Data redundancy is an essential conversation when discussing data storage systems. When data is lost on an enterprise NAS device. It can have a significant impact on the organization. RAID storage systems help to keep data available. By redundantly storing information on multiple disks. This way, if one disk fails. The data can still be accessed from the other disks in the array. Small businesses often use RAID storage systems. To share data between multiple users or computers on the network. This way, if one computer fails, the data can still be accessed from the other computers on the network. Data redundancy is an essential conversation when discussing any type of data storage system.

RAID redundancy is essential in NAS storage systems. Allowing data to be protected if one drive fails. But this isn’t the only reason. Here we will see all the good reasons you should connect your NAS storage drives in RAID.

What is RAID redundancy?

RAID is a storage technology that combines multiple disk drives into one logical unit. This allows the disks to work together for greater availability, reliability, and performance. RAID is commonly used in servers and storage systems. It can provide a significant increase in performance compared to a single disk. Furthermore, RAID can also provide redundancy. Meaning that if one disk fails, the data can still be accessed from the other disks in the array. There are many different types of RAID. Each with its own benefits and drawbacks. However, all types of RAID share one common goal: to improve storage performance and reliability.

Even though NAS storage is superior to traditional storage. They’re not without fault; even the best NAS systems can still break. And when one fails, it brings down the entire infrastructure. To prevent this, you can implement RAID redundancy. On your hard drives to protect against failure and increase the performance of your system.

Here is why RAID setup is essential in every Network Attached Storage setup.

Aligning your valuable data across multiple drives makes it fault-tolerant.

RAID allows you to create fault-tolerant arrays with your drives. So that if one of the drives fails, you can rely on the others to have your data intact still. This is especially useful for enterprises. Running huge applications or providing SAS services. If you are looking for highly fault-tolerant NAS appliances. With additional security features like Immutable delta-based snapshots. Write-Once Read-Many (WORM) volumes, and Sync/async multi-appliance/multi-site replication. We suggest you check out StoneFly.

Increased throughput

When it comes to data storage, RAID provides a number of advantages over traditional disk drives.
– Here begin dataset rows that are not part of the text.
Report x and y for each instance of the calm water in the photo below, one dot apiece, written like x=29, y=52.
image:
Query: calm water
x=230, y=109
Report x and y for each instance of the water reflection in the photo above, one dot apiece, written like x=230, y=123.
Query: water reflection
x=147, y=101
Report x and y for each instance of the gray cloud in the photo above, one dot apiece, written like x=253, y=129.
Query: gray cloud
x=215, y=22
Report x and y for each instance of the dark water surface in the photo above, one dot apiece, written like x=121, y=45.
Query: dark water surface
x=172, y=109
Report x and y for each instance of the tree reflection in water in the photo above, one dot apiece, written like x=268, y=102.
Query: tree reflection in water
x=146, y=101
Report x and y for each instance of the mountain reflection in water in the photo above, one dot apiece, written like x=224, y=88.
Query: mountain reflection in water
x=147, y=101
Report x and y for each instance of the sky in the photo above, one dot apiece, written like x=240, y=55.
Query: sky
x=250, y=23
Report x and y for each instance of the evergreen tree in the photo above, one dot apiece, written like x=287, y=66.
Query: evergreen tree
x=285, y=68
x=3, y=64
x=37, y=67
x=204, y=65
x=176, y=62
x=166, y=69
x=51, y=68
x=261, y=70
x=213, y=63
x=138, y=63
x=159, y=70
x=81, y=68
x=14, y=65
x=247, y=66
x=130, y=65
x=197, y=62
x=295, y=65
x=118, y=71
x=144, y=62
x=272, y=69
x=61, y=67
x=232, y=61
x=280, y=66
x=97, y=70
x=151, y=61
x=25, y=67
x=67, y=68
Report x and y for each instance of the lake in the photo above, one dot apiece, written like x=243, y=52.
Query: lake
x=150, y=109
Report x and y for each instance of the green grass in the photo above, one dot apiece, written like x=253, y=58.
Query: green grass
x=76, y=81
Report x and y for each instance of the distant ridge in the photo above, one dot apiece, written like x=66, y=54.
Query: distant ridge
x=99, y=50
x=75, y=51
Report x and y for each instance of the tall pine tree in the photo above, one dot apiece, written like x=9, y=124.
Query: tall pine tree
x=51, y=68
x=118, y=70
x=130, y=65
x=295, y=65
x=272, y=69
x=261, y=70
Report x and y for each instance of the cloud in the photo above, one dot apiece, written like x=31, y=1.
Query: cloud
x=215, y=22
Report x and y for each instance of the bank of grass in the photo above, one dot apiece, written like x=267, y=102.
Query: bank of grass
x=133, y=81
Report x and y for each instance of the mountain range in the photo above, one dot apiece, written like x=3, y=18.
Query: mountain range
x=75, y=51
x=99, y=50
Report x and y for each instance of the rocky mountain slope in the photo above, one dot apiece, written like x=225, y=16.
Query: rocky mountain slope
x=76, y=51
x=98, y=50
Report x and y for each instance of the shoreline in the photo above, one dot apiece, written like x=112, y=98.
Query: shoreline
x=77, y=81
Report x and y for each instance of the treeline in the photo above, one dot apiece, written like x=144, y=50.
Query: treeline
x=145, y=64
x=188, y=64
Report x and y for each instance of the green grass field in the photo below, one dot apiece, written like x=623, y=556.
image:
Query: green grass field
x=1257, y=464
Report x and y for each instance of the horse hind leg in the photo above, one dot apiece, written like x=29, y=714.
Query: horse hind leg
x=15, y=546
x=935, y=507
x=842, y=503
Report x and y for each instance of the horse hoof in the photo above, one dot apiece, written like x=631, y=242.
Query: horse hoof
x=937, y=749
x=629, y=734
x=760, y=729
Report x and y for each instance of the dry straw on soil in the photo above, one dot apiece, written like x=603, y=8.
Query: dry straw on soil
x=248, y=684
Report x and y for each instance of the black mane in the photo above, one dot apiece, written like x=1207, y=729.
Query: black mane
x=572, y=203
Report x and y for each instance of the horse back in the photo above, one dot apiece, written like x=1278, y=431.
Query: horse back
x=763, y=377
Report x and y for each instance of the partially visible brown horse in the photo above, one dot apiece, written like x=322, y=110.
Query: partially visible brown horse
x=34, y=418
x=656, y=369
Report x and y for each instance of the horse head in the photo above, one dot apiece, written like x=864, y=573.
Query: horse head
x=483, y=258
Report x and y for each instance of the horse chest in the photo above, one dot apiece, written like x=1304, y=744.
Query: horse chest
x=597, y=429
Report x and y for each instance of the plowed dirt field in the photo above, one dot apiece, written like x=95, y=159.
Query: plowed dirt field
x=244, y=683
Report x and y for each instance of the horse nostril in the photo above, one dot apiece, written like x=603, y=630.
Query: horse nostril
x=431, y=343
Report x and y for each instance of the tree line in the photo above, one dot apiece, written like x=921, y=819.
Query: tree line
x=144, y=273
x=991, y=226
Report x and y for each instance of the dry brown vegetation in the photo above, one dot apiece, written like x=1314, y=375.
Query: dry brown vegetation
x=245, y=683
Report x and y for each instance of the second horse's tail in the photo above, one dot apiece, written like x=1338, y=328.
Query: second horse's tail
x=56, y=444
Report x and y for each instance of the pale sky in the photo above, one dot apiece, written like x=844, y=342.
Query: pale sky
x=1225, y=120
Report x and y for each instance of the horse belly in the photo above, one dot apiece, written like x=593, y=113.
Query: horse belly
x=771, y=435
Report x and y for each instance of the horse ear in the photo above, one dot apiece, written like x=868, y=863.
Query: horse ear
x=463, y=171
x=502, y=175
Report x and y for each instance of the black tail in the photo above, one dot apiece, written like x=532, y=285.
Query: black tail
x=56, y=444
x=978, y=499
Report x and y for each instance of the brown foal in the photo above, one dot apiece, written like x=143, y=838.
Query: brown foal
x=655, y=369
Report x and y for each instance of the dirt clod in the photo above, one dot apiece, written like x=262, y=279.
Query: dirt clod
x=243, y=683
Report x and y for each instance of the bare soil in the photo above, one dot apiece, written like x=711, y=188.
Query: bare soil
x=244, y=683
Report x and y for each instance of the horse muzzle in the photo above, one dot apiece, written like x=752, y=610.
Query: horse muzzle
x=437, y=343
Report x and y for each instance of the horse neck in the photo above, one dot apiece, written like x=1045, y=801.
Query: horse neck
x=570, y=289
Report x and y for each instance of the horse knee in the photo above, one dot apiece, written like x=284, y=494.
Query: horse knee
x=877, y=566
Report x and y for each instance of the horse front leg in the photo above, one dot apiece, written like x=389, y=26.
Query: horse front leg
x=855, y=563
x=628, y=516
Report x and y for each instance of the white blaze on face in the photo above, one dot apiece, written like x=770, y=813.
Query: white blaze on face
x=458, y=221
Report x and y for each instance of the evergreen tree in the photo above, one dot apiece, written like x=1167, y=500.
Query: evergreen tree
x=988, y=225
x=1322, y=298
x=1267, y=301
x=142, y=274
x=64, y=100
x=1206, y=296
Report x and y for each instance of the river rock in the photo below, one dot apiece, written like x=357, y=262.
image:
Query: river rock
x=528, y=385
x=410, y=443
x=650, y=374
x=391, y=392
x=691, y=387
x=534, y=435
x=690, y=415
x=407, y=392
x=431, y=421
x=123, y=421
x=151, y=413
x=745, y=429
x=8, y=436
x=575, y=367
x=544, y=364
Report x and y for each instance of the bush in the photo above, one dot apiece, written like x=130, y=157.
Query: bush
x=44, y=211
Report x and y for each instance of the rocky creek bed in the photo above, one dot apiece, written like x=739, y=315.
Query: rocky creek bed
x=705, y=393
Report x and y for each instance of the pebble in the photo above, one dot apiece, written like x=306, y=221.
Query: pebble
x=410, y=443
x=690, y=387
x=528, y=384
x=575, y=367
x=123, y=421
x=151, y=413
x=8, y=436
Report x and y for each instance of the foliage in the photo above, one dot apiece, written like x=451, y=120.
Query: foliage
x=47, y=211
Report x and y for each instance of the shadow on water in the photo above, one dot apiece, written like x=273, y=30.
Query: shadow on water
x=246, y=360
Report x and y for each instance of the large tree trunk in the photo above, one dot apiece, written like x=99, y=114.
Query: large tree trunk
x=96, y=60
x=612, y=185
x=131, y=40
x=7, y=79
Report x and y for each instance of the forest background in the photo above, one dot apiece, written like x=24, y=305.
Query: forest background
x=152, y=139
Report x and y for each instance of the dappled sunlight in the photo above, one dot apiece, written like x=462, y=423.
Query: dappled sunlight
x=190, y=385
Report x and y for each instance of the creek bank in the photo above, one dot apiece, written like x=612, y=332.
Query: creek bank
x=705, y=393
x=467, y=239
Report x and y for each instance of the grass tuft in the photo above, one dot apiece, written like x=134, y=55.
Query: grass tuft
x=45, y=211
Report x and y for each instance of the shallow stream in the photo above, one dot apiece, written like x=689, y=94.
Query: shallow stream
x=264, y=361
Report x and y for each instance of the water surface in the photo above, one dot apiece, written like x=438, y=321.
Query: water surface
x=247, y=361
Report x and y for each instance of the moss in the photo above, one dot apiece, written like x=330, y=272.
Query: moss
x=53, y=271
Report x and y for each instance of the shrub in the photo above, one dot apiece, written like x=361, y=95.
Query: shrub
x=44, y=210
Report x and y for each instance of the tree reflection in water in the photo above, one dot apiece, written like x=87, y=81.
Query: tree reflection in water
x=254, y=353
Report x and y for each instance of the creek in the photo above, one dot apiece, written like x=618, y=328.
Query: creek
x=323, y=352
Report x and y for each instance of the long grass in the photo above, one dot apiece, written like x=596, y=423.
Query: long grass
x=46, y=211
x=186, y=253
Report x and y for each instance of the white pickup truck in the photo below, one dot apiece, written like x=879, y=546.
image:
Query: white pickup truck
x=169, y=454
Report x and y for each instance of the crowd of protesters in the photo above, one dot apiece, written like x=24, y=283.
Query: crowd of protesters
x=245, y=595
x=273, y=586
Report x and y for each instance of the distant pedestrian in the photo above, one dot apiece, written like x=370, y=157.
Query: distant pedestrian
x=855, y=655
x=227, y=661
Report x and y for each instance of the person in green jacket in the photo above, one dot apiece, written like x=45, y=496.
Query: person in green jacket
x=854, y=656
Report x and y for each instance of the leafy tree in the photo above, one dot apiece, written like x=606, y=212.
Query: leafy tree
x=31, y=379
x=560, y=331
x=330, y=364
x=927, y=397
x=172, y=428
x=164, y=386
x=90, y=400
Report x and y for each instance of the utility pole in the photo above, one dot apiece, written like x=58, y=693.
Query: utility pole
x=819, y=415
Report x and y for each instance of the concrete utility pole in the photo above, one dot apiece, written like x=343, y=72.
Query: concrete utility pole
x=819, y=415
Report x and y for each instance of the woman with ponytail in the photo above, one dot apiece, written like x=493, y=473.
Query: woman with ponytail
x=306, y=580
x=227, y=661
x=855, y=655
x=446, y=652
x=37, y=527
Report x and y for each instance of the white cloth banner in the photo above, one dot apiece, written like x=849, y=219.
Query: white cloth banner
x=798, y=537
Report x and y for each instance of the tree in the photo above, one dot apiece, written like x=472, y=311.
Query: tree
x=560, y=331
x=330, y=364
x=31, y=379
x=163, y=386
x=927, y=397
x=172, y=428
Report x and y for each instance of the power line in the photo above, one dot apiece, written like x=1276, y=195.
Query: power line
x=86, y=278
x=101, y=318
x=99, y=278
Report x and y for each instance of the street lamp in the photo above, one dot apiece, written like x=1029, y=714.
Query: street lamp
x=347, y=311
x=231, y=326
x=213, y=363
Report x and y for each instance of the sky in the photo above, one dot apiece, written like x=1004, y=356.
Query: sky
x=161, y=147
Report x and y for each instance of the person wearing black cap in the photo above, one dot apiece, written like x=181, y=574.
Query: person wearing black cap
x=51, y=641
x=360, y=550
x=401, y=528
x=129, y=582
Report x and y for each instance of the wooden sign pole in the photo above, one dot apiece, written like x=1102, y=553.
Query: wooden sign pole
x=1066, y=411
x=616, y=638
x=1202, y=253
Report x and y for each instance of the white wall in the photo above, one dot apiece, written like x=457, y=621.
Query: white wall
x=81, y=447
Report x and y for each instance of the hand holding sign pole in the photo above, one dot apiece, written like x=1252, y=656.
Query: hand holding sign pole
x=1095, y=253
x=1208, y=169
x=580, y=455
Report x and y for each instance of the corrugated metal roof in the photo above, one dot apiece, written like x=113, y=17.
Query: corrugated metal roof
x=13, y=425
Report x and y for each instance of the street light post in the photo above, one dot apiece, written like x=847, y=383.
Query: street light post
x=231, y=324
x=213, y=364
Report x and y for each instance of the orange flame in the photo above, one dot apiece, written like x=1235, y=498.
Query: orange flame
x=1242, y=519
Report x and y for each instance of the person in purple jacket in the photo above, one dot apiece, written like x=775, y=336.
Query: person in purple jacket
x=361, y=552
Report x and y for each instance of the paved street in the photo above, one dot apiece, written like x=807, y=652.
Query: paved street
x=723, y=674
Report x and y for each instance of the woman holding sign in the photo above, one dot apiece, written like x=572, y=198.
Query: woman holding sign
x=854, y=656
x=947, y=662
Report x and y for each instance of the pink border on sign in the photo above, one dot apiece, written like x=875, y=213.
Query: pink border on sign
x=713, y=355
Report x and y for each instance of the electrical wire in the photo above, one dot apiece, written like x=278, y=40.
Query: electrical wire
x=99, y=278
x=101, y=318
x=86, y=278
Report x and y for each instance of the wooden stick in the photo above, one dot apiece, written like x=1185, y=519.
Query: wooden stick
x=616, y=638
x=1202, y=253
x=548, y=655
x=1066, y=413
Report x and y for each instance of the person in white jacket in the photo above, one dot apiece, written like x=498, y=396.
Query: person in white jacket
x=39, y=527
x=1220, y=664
The main benefits is increased output. By combining multiple hard drives into a single array, RAID can greatly increase the speed or processing power of a workstation. In addition, the use of larger capacity hard drives can help to improve performance even further. Furthermore, RAID offers improved data protection by redundancy. If one of the drives in an array fails. The data can be restore from the remaining drives. As a result, RAID provides both enhanced performance and improved data security, making it an ideal solution for many businesses.

Reduce the cost of ownership

Reducing the cost of ownership. It is another widely recognized benefit of RAID. Particularly of RAID 5 implementations. Due to their lower need for maintenance. Hard drives do not fail together too often. Still, if more than one drives fail. Higher levels of RAID can take care of it. In a study done by Carnegie Mellon University. It was found that using RAID. Can increase the Mean Time Between Failures (MTBF) by up to three orders of magnitude. In other words, with RAID you are far less likely to have a drive failure in the first place. Even if you do have a drive failure, the increased reliability of RAID means that it will take far longer for another drive to fail. This reduces the cost of ownership by lowering the probability of data loss and reducing the frequency of drive replacements.

Bottom Line

The value of the RAID is exemplary. RAID can improve availability and reliability. It supports systems with mission-critical applications, with 24/7/365 clusters, petabytes of storage, and massive IOPs loads. Even though not all applications are suitable for RAID infrastructure, admins continue to use it because it’s the only way to ensure having a reliable system. That’s why almost 90% of enterprise deployments are using RAID storage.